Luck takes his assignment seriously
Sophomore QB feels more confident
Andrew Luck's off-season assignment, which he choose to accept, was to work on his drop and his production in the red zone. Maybe he can work on his tennis game next.
Stanford's redshirt sophomore quarterback earned the starting job over veteran Tavita Pritchard last year. With Pritchard turned volunteer graduate assistant, and Heismann Trophy runner-up Toby Gerhart now in the NFL, Luck is squarely in the limelight as the Cardinal prepares for a season bursting with potential, confidence and energy.
"I am a lot more confident," Luck said Wednesday. "Playing a year is a whole world of practice that you can't simulate."
That extra confidence became evident Wednesday as Luck addressed the media for the first time in training camp.
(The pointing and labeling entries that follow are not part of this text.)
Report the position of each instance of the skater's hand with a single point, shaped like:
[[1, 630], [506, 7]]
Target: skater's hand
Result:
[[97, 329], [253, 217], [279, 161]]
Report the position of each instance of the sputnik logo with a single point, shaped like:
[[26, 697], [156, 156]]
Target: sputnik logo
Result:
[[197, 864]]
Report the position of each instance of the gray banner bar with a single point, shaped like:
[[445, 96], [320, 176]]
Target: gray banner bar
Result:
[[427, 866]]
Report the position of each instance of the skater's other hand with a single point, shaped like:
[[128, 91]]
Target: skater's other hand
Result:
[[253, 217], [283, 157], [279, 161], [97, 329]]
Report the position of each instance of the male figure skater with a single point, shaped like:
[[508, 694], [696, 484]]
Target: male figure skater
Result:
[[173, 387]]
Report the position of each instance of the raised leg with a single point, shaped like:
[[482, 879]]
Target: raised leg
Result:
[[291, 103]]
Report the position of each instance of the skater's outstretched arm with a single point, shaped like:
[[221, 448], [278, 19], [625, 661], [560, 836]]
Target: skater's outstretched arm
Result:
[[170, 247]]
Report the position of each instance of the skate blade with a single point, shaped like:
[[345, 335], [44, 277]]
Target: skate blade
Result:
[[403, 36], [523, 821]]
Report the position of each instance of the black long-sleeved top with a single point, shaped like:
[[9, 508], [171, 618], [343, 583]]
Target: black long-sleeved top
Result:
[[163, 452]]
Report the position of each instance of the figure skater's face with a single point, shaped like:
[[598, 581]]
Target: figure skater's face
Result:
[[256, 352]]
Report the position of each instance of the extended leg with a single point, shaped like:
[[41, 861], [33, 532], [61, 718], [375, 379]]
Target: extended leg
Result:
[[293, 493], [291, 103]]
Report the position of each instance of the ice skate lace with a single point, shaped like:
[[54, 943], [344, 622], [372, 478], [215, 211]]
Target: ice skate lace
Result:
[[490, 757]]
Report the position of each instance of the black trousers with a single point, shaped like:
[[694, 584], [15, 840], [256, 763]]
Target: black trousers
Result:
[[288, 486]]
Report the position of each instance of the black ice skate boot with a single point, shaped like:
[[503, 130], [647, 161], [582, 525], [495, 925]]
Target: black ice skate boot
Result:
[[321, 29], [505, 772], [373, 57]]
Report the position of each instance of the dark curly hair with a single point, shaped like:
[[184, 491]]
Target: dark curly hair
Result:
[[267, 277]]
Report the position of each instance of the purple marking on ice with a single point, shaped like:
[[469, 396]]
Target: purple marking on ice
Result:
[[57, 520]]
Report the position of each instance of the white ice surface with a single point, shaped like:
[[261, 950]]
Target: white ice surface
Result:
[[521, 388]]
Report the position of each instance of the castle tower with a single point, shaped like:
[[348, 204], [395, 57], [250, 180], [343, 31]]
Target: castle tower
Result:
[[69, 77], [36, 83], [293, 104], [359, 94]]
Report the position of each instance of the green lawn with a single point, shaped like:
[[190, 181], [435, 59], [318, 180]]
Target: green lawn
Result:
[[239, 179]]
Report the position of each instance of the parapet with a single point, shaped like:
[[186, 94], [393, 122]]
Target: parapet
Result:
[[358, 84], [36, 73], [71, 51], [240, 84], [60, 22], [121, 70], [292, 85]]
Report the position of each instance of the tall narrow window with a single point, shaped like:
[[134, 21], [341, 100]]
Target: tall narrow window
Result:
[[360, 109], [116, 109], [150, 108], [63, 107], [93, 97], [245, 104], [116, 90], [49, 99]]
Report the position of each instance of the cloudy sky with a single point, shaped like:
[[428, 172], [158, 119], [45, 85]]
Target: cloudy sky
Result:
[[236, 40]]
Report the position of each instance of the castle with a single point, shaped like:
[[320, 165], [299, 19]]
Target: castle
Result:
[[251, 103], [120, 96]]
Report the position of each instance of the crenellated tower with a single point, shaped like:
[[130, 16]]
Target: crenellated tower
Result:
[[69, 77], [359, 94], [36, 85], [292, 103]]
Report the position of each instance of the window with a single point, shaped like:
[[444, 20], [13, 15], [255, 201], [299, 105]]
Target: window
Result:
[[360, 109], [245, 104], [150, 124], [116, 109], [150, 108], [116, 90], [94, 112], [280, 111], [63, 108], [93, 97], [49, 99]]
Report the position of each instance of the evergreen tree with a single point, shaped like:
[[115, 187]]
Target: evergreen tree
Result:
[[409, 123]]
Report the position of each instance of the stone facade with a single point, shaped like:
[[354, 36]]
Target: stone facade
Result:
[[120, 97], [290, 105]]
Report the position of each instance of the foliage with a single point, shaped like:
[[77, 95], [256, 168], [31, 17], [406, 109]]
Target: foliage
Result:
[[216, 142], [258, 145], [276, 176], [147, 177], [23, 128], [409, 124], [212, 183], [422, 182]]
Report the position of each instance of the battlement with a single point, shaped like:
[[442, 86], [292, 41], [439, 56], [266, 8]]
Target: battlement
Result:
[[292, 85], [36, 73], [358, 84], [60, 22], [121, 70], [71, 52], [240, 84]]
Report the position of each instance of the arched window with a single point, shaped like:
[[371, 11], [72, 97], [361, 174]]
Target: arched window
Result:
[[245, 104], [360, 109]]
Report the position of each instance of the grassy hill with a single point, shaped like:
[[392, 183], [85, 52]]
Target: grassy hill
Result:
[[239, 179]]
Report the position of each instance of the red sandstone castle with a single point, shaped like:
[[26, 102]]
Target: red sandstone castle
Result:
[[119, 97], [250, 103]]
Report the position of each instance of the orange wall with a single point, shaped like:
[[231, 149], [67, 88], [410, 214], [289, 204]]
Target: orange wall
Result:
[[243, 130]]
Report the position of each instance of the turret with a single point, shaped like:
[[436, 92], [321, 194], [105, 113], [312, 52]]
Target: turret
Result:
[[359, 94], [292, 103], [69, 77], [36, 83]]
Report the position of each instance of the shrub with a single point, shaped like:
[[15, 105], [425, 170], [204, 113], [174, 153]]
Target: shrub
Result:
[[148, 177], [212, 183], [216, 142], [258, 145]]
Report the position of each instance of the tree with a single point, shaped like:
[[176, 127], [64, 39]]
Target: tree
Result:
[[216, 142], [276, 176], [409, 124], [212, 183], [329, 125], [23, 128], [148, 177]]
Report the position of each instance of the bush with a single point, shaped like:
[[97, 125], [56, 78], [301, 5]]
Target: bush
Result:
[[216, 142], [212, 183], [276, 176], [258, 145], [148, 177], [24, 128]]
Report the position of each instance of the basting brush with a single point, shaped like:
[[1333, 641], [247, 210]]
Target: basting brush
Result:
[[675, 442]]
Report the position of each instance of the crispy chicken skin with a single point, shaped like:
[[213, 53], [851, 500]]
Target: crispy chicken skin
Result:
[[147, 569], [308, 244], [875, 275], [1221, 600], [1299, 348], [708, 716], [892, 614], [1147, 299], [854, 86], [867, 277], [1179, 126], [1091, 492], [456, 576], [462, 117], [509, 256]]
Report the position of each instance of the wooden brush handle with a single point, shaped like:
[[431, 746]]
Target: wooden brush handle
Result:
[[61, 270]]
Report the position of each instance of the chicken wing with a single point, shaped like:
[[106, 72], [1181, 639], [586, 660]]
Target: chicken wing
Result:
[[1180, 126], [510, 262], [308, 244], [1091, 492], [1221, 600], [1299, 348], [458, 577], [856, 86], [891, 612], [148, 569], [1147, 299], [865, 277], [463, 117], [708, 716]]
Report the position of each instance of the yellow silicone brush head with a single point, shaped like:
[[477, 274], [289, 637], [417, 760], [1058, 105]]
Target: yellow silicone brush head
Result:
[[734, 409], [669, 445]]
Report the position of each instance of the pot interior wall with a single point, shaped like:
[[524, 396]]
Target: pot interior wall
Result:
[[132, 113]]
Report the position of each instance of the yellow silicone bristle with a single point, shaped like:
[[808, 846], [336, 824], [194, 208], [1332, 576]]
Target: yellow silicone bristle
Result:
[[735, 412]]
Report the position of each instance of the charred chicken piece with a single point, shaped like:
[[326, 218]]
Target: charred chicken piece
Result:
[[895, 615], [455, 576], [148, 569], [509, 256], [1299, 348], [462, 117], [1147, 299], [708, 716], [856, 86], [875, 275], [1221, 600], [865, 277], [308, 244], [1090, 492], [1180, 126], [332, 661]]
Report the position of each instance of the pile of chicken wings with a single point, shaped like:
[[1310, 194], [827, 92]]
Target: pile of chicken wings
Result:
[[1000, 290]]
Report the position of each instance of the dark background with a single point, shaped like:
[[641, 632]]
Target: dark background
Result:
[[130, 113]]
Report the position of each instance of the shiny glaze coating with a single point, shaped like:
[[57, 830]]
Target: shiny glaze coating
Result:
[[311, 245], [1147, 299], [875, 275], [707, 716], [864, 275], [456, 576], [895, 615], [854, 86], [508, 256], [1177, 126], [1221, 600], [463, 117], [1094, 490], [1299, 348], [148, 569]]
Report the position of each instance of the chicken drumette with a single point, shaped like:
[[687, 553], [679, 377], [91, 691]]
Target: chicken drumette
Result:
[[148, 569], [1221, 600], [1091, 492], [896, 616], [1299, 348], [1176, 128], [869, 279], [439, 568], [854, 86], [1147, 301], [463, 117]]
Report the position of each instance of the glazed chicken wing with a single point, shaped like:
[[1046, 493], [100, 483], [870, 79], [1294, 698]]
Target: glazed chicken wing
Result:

He came across as a young man full of vigor, as opposed to the shy, slightly overwhelmed kid who made his media debut last year.
Of course, he's on the national scene these days and joined Harbaugh in New York when the Pac-10 made a trip across country for a media day.
"The best part is to get the Stanford name out there," Luck said. "I try not to pay too much attention. If and when I get a big head I'm sure my teammates will help remind me otherwise."
To help satisfy his assignments, Luck attended camps like that run by the Manning family, three former and present NFL quarterbacks, two of whom played in the Super Bowl.
"It was a great experience," said Luck, who threw for 2,575 yards and 13 touchdowns and earned freshman All-American honors last year. "Those guys are great teachers as well as great people. They really helped me out."
Luck, who with wide receiver-kickoff return specialist Chris Owusu, was named to the 30-player preseason watch list for the Walter Camp Foundation Player of the Year Award, has been paying attention to all his coaches as he strives to improve every aspect of his game.
His red zone production was a particular emphasis.
"You have to see the defense and make decisions quicker, maybe before you drop all the way back," he said. "It's a constricted field and if you make a bad decision you pay for it."
Luck, whether he likes it or not, is the focus of the Stanford offense until a running back or two can step forward. Gerhart drew the lion's share of attention last year, and that helped Luck, who was able to roam relatively unscathed last year. Stanford allowed a mere seven sacks last season and Luck threw a mere four interceptions.
Teams may look to tee off on Luck a little more this season without the dangerous Gerhart around to divide the defensive focus.
After all, Luck was Stanford's second-leading rusher with a net gain of 354 yards. Potential running backs Stepfan Taylor, Jeremy Stewart (limited to five games due to injury) and Tyler Gaffney combined for 497 yards and four touchdowns.
"I love Toby to death but we have to move on without him," Luck said. "We've got our strengths."
Luck's running ability being among them. At Stratford High in Houston, Luck threw for 7,139 career yards and 53 touchdowns. He also rushed for 2,085 yards.
"Coach (Jim) Harbaugh has stressed that the quarterback, at some point, will have to pick up a first down or save a second down with his legs," Luck said.
Luck will also have some family at Stanford. His younger sister Mary Ellen Luck is a freshman on the Stanford women's volleyball team and Luck can attest to her athleticism.
"I've played a little sand volleyball but she can catch and throw a football," Luck said. "There was a time when we set a mini-tennis court in our living room when we were living in Germany. She beat me and I got really mad."
Luck claims that's the only time he was beaten by his sister in an athletic competition. But he's happy she made the decision to attend Stanford.
"She seems to really enjoy it," he said. "I'm sure my parents are happy she has an older brother around to watch out for her."
Notes: Ryan Whalen was been named to the preseason watch list for the Biletnikoff Award, presented annually to the top receiver in college football. Whalen has led Stanford in receiving each of the last two seasons. As a junior, he caught 57 passes for 926 yards and four touchdowns, averaging 16.2 yards per catch and 71.2 receiving yards per game. He enters his final campaign with 99 career receptions for 1,444 yards and five touchdowns . . . With offensive lineman Andrew Phillips out for an undetermined amount of time because of family matters, Kevin Danser filled in at left guard . . . Luck is one of five sophomores on the 30-member watch list for the Davey O'Brien Quarterback Award. He led the Pac-10 in passing efficency last year and is one of four Pac-10 signal callers on the list, joining Arizona's Nick Foles, Washington's Jake Locker and USC's Matt Barkley.